Five Steps to a Social Listening Program
Today’s guest post is written by Lisa Gerber.
I guess I shouldn’t be surprised anymore. Maybe I’m just sad now: At how many organizations are missing opportunities to be involved in the conversation.
How many times a day do you come across a scathing review; one that influences your decision not to buy?
And would that decision be influenced the other way if the organization had responded in some manner – be it with an apology, an explanation, or a resolution?
The funny thing is, I bet most really have intentions to be involved, but don’t know how.
If you’ve seen Jay Baer speak, you’ve seen his example of a motel review on TripAdvisor that has been sitting there for YEARS talking about fear of being murdered in the motel and HIV in the mattress. It’s the only review, so I’m guessing everyone reads it and moves on to the next choice.
I’m going to try and de-mystify the whole idea of social listening. I’m not just talking about product reviews. I’m talking about blogs, news sites, forums and discussion boards, and social networks. It takes more than a Google alert and a Twitter search but it’s not hard. And once you create a listening dashboard, it’s even easier to check it daily or more frequently depending on the nature of your business.
If anyone is talking about your industry, you, or your competition in comments of blogs, news articles, video or the social networks, you now have the opportunity to decide if you want to say something.
- Develop your Keywords. Use the Google Adwords Keyword tool and determine carefully your listening topics.
- Monitor Twitter: You can use Hootsuite or TweetDeck. Create a search column for the keywords. Now start paying attention to who is tweeting. Start following them and add them to a list. I have my lists created by clients.
- Follow Blogs and Google Search. In your RSS reader, create a folder for this particular listening campaign.

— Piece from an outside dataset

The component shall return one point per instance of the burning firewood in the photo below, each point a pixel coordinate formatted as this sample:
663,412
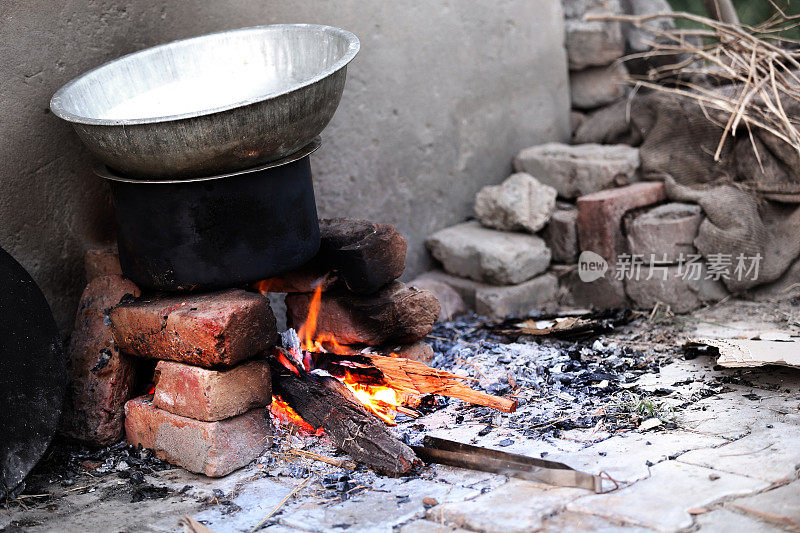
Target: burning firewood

Start paying attention to the blogs being uncovered in the twitter search and subscribe, adding them to that file in your reader. Set up Google alerts for your keywords and add them to the same file in your RSS feed. Handy!

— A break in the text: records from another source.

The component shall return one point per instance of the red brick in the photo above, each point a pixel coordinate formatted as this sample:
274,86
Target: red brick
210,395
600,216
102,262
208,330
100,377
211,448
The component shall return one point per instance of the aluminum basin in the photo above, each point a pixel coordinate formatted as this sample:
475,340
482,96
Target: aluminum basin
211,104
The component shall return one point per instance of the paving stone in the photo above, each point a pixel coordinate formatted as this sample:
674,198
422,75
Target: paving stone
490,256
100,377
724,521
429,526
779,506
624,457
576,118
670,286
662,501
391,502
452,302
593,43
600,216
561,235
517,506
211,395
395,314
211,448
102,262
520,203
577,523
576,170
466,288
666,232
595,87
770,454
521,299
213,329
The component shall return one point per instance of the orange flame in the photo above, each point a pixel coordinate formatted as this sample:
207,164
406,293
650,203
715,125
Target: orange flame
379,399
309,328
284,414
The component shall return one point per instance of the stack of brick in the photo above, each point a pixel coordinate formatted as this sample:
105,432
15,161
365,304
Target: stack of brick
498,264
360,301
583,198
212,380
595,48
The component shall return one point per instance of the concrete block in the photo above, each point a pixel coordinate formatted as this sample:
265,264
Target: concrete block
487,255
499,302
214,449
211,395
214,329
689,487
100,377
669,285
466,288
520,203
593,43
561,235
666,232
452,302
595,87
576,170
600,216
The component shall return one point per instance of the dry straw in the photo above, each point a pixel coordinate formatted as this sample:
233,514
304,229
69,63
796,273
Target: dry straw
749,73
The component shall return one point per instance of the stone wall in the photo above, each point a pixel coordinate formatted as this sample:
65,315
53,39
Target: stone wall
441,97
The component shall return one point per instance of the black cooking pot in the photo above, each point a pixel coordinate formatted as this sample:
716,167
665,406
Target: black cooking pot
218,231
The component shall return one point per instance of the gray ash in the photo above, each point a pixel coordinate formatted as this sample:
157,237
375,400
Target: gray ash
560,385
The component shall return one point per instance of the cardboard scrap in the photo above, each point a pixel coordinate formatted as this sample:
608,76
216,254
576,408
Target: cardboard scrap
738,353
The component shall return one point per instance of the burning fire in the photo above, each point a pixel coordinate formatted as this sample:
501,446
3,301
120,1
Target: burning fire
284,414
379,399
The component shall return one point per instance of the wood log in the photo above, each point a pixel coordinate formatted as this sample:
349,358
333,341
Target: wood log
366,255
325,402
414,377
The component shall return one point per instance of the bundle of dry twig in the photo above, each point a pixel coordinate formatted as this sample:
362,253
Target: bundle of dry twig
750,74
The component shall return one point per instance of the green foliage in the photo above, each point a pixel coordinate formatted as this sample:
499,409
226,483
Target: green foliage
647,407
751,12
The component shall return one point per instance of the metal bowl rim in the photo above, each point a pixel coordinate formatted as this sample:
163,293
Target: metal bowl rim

- The Kitchen Sink. Blog comments, Q&A sites, forums and discussion boards, oh my.
- Boardreader scours the forums and discussion boards.
- Topsy watches blogs and news and shows you trackbacks from across the web. Trackbacks is a great feature because if you see something alarming, say, in a blog post, you can actually check to see how many people are linking back to it. In other words, exactly how bad is this going to get? Are people paying attention to it and sharing it?
- Then you have to think about Flickr, Yahoo! Answers, Google blog search, video, Quora, WikiAnswers, socialmention, Facebook, and even WDYL.
- Build the dashboard. Bring everything under one roof. Use a dashboard like your RSS reader and build RSS feeds from each of the searches listed above. Netvibes is a social monitoring dashboard that brings all these existing tools together under one roof. The user experience in netvibes isn’t superb, but you can toggle the layout to a newsfeed type or a widget. It’s going to be more helpful for the person who doesn’t understand how to set up RSS feeds, because it walks you through the process of installing the different search widgets.
Now, you too, can watch the web and be sure you are involved when you are needed.
So? what did I miss? Are you listening? What are some tools and secrets you use?